De constructeur de compacts parmi d’autres à numéro 1 de l’hybride et des appareils haut de gamme, Sony est devenu en 5 ans un poids lourd de l’industrie photo. Et le leader de l’innovation sur le segment.

Champion des appareils hybrides, numéro 1 des compacts experts, inventeur de la catégorie bridge expert, leader de la production mondiale de capteurs : en quelques années, Sony est devenu un poids lourd du monde de la photographie, que ce soit sous sa marque propre ou par le biais de sa division composants. Bousculant au passage les marques du segment, du vénérable Canon en passant par un Nikon qui vient de fêter son centenaire. Petit retour sur l’épopée d’une marque aux mille talents.

Pas d’héritage argentique

Adrian BRANCO / 01net.com – Le premier Mavica commercialisé, le MVC-C1, lancé en 1988 au Japon est exposé au Sony Museum de Tokyo.

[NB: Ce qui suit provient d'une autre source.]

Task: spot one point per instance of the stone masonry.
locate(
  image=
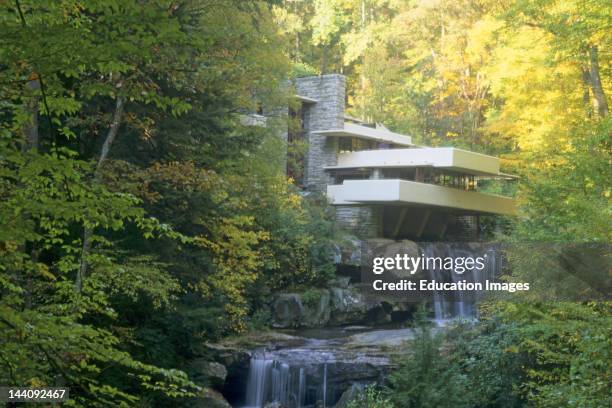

Connu pour ses téléviseurs, la Playstation ou ses studios de cinéma, Sony n’est pas un débutant du monde de la photographie : si la marque n’a aucun héritage argentique, elle lance en 1981 le premier appareil photo numérique… qui enregistre sur disquette, le Mavica. Un prototype qui permettra de lancer en 1988 le premier appareil photo numérique commercialisé au grand public, le Mavica MVC-C1. Et la marque n’a depuis cessé d’explorer et d’avancer dans le domaine en créant une division dédiée à la photographie puis une gamme d’appareils appelés « Cyber-shot » (le DSC-F1 en 1996). Une gamme qui perdure jusqu’à aujourd’hui et qui a permis à Sony de devenir un acteur important des compacts. Mais qui a toujours eu du mal dans les appareils plus experts. Jusqu’à l’avènement des hybrides.

Adrian BRANCO / 01net.com – Le premier Cyber-shot de l’histoire, le DSC-F1, exposé au Sony Museum de Tokyo.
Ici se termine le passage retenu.